Performances clés
Caractéristiques techniques
Moteur
- Cylindrée
- 1064 cc
- Puissance
- 86.0 ch @ 7500 tr/min (63.3 kW)
- Couple
- 84.3 Nm @ 6800 tr/min
- Moteur
- Bicylindre en V transversal à 90°, 4 temps
- Refroidissement
- par air
- Taux de compression
- 9.8 : 1
- Alésage × course
- 92 x 80 mm
- Soupapes/cylindre
- 2
- Alimentation
- Injection
Châssis
- Cadre
- tubulaire en acier
- Boîte de vitesses
- boîte à 6 rapports
- Transmission finale
- Cardan
- Suspension avant
- Fourche téléhydraulique Ø 45 mm, déb : 120 mm
- Suspension arrière
- Monobras CARC et mono-amortisseur, déb : 140 mm
Freins
- Frein avant
- Freinage 2 disques Ø 320 mm, étrier 4 pistons
- Frein arrière
- Freinage 1 disque Ø 282 mm, étrier 2 pistons
- Pneu avant
- 120/70-17
- Pneu arrière
- 180/55-17
Dimensions
- Hauteur de selle
- 800.00 mm
- Réservoir
- 23.00 L
- Poids
- 252.00 kg
- Poids à sec
- 231.00 kg
- Prix neuf
- 11 090 €
Présentation
On se souvient encore du temps où BMW régnait sans partage sur le marché des gros roadsters distingués. Mais en 2009, l’Italie a répondu avec cette Breva V 1100, une machine qui vient chatouiller la R 1150 R avec un argument massue : le charme. Chez Moto Guzzi, le charme n’est pas un accessoire, il est dans l’ADN. Cette Breva reprend le concept de la 750, mais avec les entrailles de la V11 S, retravaillées pour la civilité. Le bicylindre en V transversal livre 86 chevaux, un chiffre qui semble modeste face à certains roadsters japonais ou anglais, mais c’est une erreur de jugement. Sa vraie force réside dans son couple de 84 Nm, déployé avec une générosité qui transforme chaque accélération en une longue caresse plutôt qu’en un coup de fouet. La courbe a été homogénéisée, les culasses ont gagné un double allumage, tout est fait pour que cette mécanique soit souple et serviable, un vrai moteur de GT qui préfère la volupté à la violence.

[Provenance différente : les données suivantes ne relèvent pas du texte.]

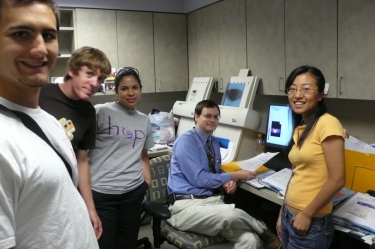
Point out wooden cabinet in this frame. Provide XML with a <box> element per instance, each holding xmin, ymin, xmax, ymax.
<box><xmin>76</xmin><ymin>8</ymin><xmax>118</xmax><ymax>68</ymax></box>
<box><xmin>246</xmin><ymin>0</ymin><xmax>285</xmax><ymax>95</ymax></box>
<box><xmin>188</xmin><ymin>4</ymin><xmax>220</xmax><ymax>83</ymax></box>
<box><xmin>76</xmin><ymin>9</ymin><xmax>188</xmax><ymax>93</ymax></box>
<box><xmin>188</xmin><ymin>0</ymin><xmax>246</xmax><ymax>92</ymax></box>
<box><xmin>285</xmin><ymin>0</ymin><xmax>337</xmax><ymax>98</ymax></box>
<box><xmin>117</xmin><ymin>11</ymin><xmax>155</xmax><ymax>93</ymax></box>
<box><xmin>50</xmin><ymin>9</ymin><xmax>76</xmax><ymax>81</ymax></box>
<box><xmin>154</xmin><ymin>13</ymin><xmax>189</xmax><ymax>92</ymax></box>
<box><xmin>338</xmin><ymin>0</ymin><xmax>375</xmax><ymax>100</ymax></box>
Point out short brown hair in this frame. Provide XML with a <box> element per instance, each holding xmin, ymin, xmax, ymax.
<box><xmin>64</xmin><ymin>46</ymin><xmax>111</xmax><ymax>82</ymax></box>
<box><xmin>0</xmin><ymin>0</ymin><xmax>60</xmax><ymax>31</ymax></box>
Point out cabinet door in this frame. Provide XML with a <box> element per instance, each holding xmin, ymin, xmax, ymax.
<box><xmin>338</xmin><ymin>0</ymin><xmax>375</xmax><ymax>100</ymax></box>
<box><xmin>50</xmin><ymin>9</ymin><xmax>76</xmax><ymax>79</ymax></box>
<box><xmin>246</xmin><ymin>0</ymin><xmax>285</xmax><ymax>95</ymax></box>
<box><xmin>193</xmin><ymin>4</ymin><xmax>220</xmax><ymax>78</ymax></box>
<box><xmin>76</xmin><ymin>9</ymin><xmax>118</xmax><ymax>68</ymax></box>
<box><xmin>217</xmin><ymin>0</ymin><xmax>246</xmax><ymax>92</ymax></box>
<box><xmin>117</xmin><ymin>11</ymin><xmax>155</xmax><ymax>93</ymax></box>
<box><xmin>285</xmin><ymin>0</ymin><xmax>337</xmax><ymax>98</ymax></box>
<box><xmin>154</xmin><ymin>13</ymin><xmax>189</xmax><ymax>92</ymax></box>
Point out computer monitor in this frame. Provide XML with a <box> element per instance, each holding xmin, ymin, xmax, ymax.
<box><xmin>265</xmin><ymin>104</ymin><xmax>294</xmax><ymax>160</ymax></box>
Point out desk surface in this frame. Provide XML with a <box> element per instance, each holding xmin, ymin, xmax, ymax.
<box><xmin>237</xmin><ymin>181</ymin><xmax>284</xmax><ymax>205</ymax></box>
<box><xmin>147</xmin><ymin>148</ymin><xmax>172</xmax><ymax>158</ymax></box>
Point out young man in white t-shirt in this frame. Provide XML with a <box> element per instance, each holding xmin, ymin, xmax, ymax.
<box><xmin>0</xmin><ymin>0</ymin><xmax>98</xmax><ymax>249</ymax></box>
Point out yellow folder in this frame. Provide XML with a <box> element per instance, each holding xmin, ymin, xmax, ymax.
<box><xmin>345</xmin><ymin>150</ymin><xmax>375</xmax><ymax>193</ymax></box>
<box><xmin>221</xmin><ymin>160</ymin><xmax>267</xmax><ymax>172</ymax></box>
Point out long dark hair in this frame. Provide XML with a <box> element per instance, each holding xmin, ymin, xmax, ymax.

Assis sur cette selle à 800 mm, on comprend vite le public de cette moto Guzzi Breva V 1100 : le routard qui cherche un compagnon de voyage charismatique, ou l’amateur d’esthétique mécanique qui veut du quotidien sans sacrifier le caractère. Le cadre est un fauteuil, le tableau de bord est d’une complétude rare, presque trop riche. On navigue dans ses fonctions via le comodo gauche, une innovation qui déroute au début mais séduit vite. Et puis, il y ce monobras à cardan, une réponse italienne au Paralever de BMW, qui permet un empattement court et un débattement généreux. Le système fonctionne avec une discrétion remarquable, limitant les sauts typiques du cardan. C’est une machine de 252 kg tous pleins faits, mais elle se déplace avec une aisance qui fait mentir la balance.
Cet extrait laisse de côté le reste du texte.